The president of CFAN explained that even though the country’s agricultural sector is facing difficulties amid insecurity and other forms of crime, local farmers could testify that the PBA program has saved the country’s food basket from his crisis. Adegoke, however, said some farmers face certain challenges, such as fires, destruction of farms by herders and the impacts of climate change on farmers. Despite these challenges, the repayment of the loans was very encouraging and the association had sensitized the beneficiaries to speed up the repayment.

The new National Chairman of the Farmers Association of Nigeria (AFAN), Mudi Farouk, said in his speech on the occasion that agriculture now contributes three times more to the country’s GDP than oil. He said the reason was the huge agricultural interventions by the apex bank in the Nigerian economy.

These agricultural interventions, he says, have helped change the status of local farmers in the country. While evaluating the impacts of the ABP programme, the national president of AFAN stated that the heart of the program was to provide loans (in kind and in cash) to smallholder farmers to boost agricultural production, create jobs and reduce the food import bill to conserve foreign exchange reserves. Farouk added that the program evolved from consultations with stakeholders, including the Federal Ministry of Agriculture and Rural Development, state governments, agro-processors, commodity associations, financial institutions and smallholder farmers to increase agricultural production, boost non-oil exports and diversify incomes. base in Nigeria.
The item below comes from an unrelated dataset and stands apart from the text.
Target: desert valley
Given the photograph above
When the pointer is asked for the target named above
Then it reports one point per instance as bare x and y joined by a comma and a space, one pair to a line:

However, he pointed out that this loan program has had an impact on the productivity of farmers, the availability of industrial raw materials and perhaps exports currently in the country’s agricultural sector. A key representative of the Flour Millers Association of Nigeria (FMAN), Dr. Oluwasina Olabanji, while speaking about the overview of wheat production in Nigeria and the impacts of PBA, said that seed and seed issues Inputs were processed by CBN (supplying quality seed from Mexico) and FMAN agreed to remove all wheat grain produced by farmers. Olabanji assured Nigerians that the journey towards wheat self-sufficiency had started in Nigeria and would be supported by the political will of the Nigerian government and various initiatives of FMAN and CBN. Also commenting on the event, Vice President, Olam Agric, Reji George said the program was able to produce more crops for food and industrial purposes. He said his company and contractors’ efforts to participate in the 2020/2021 season failed because the company gave our inputs to the contractors before the ABP inputs were ready. “But this year, we can’t because the Kano and Jigawa irrigation facilities are closed for repairs. We are ready to participate,” he said. “The joint venture has 1,900 small growers growing tomatoes with purchase agreements. 1,000 farmers are in Jigawa and they cultivate 1,000 hectares, with others in Bauchi and many other places as well,” he said.